Menurut pemegang delapan gelar All England tersebut, satu di antara titik lemah Indonesia terletak pada ganda kedua. Saat ini, ganda putra Indonesia yang benar-benar konsisten penampilannya baru Kevin/Marcus. 

PBSI masih punya pekerjaan rumah untuk menentukan ganda kedua. Saat ini, PBSI sedang menjajal ganda senior, Muhammad Ahsan/Hendra Setiawan, serta memantau komposisi lain seperti Angga Pratama/Rian Agung Saputro, Fajar Alfian/Muhammad Rian Ardianto. 

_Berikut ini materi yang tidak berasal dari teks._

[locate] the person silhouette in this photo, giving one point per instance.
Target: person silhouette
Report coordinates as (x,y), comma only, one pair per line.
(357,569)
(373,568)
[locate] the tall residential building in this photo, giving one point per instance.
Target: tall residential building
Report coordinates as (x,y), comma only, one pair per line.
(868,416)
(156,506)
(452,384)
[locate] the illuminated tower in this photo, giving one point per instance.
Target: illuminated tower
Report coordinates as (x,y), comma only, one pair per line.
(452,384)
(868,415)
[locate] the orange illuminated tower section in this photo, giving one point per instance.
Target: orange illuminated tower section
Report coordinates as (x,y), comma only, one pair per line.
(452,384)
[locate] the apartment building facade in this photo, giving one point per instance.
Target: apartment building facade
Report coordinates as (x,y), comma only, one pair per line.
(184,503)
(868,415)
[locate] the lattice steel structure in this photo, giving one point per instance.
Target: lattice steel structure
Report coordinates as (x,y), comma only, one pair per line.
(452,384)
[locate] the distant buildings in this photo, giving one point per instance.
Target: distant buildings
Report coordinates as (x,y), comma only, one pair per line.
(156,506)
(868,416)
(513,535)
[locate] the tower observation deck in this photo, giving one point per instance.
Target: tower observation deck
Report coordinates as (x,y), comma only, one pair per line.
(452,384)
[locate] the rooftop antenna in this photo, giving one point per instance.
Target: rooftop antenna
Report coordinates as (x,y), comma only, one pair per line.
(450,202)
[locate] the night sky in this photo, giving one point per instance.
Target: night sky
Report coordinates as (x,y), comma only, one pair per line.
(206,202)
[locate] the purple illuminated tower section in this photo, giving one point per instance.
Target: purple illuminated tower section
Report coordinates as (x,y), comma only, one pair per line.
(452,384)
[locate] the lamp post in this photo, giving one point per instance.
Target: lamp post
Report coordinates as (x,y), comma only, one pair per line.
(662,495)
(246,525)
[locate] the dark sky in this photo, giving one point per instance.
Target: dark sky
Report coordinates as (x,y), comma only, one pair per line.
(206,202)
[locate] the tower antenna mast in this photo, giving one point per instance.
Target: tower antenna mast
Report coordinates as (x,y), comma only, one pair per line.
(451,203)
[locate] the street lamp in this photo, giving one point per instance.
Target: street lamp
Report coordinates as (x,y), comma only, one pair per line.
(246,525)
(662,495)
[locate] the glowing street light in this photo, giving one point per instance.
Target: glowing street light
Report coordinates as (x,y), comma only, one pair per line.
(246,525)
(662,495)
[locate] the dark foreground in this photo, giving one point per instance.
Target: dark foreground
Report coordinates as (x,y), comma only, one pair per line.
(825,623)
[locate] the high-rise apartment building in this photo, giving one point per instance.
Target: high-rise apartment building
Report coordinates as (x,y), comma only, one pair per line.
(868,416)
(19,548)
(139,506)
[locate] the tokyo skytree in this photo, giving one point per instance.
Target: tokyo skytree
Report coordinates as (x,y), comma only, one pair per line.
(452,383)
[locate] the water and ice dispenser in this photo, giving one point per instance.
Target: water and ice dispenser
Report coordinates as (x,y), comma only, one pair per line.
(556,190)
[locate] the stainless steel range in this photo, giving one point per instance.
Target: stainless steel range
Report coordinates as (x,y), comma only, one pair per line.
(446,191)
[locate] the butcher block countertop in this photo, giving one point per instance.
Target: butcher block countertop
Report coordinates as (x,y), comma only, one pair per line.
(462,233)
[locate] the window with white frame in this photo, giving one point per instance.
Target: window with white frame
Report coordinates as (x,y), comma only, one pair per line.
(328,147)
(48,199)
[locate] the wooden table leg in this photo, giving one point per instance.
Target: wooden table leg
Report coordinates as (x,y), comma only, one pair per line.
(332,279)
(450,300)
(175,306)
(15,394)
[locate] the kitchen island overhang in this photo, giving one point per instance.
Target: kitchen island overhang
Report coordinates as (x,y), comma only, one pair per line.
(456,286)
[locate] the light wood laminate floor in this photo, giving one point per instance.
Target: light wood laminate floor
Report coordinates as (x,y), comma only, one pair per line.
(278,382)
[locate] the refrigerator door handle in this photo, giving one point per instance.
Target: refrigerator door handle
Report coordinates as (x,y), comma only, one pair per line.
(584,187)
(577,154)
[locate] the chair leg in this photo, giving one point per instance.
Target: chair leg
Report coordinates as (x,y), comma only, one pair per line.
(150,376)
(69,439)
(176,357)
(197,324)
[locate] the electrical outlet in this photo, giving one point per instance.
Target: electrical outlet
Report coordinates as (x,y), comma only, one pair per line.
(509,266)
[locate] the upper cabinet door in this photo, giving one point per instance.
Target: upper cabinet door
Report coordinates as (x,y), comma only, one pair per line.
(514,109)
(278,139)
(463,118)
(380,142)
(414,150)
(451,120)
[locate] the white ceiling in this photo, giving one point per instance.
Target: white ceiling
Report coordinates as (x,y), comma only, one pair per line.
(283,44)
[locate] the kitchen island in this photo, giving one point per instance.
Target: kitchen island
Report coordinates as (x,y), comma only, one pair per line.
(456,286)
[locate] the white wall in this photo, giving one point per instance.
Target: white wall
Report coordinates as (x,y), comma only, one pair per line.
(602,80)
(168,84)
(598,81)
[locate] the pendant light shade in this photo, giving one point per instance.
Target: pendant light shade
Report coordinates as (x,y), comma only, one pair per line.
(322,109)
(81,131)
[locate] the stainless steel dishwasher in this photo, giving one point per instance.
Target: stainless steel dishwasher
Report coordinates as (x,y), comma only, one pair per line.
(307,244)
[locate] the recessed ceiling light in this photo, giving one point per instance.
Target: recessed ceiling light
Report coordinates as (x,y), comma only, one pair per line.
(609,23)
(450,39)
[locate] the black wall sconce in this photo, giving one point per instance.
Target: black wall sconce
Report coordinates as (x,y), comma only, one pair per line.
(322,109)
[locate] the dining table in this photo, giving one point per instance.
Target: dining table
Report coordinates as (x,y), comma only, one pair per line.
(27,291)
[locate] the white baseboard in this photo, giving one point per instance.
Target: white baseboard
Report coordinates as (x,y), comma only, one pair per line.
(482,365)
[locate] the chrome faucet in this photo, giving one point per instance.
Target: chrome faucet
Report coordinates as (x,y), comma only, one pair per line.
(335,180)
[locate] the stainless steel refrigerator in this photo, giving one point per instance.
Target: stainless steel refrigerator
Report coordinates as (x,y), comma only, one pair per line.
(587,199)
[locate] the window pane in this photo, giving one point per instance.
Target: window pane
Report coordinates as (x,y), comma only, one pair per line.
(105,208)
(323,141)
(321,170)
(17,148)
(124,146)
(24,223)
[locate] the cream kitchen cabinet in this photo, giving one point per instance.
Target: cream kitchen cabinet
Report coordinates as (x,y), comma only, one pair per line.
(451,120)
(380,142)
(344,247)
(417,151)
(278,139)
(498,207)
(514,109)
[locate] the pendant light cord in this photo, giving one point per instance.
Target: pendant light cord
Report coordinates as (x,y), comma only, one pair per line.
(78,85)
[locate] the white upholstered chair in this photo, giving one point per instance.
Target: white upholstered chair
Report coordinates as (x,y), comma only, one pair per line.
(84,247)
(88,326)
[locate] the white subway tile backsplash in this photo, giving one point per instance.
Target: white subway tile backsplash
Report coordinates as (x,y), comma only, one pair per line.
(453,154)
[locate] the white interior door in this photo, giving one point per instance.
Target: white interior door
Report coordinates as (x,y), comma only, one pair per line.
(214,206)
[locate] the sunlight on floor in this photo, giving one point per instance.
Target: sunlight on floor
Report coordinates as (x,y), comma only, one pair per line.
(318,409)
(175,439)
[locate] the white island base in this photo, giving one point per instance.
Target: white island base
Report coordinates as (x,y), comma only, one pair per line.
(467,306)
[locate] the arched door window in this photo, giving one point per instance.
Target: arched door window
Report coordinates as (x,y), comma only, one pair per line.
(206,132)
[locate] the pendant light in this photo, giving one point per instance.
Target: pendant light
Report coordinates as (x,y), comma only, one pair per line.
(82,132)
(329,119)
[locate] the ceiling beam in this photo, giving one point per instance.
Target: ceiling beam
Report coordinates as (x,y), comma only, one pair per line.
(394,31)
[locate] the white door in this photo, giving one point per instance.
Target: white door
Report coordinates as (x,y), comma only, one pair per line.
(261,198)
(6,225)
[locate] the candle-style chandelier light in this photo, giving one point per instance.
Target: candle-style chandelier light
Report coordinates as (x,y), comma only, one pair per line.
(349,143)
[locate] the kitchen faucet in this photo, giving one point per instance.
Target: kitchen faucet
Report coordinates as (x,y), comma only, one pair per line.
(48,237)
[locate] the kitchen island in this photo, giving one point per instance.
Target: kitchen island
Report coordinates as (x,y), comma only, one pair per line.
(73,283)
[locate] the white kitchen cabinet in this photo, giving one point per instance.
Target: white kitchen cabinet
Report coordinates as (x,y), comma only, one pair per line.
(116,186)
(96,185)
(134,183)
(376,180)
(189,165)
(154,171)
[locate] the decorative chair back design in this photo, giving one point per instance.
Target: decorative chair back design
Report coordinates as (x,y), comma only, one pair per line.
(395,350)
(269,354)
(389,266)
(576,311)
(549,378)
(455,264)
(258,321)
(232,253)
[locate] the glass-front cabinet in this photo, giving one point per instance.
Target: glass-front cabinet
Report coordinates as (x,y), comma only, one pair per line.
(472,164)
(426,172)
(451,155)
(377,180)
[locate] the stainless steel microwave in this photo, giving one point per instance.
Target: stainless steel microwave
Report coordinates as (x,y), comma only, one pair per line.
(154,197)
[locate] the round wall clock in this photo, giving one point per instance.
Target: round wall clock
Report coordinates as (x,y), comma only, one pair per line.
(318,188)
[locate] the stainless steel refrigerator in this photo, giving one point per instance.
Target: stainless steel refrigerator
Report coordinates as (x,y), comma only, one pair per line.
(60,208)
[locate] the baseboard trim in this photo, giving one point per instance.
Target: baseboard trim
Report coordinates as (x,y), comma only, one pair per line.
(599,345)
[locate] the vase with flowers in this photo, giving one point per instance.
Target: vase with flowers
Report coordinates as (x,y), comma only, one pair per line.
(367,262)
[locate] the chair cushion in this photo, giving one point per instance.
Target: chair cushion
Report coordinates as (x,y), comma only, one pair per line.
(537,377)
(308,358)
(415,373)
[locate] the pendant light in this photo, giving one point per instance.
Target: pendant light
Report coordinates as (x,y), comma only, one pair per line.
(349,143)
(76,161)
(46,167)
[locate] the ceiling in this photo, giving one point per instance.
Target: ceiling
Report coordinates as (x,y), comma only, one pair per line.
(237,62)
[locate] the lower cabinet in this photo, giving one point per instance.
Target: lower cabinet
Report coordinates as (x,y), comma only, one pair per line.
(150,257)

"Selain itu, belum terlihat juga kandidat yang meyakinkan untuk tunggal ketiga. Dalam partai-partai tertentu, tunggal ketiga bisa sangat krusial. Jadi ada dua catatan, ganda kedua dan tunggal ketiga," urai Rudy Hartono. 

Sebanyak 16 putra akan berpartisipasi di kancah Piala Thomas 2018. Turnamen Piala Thomas dan Uber 2018 akan digelar di Bangkok, Thailand, pada 20-27 Mei.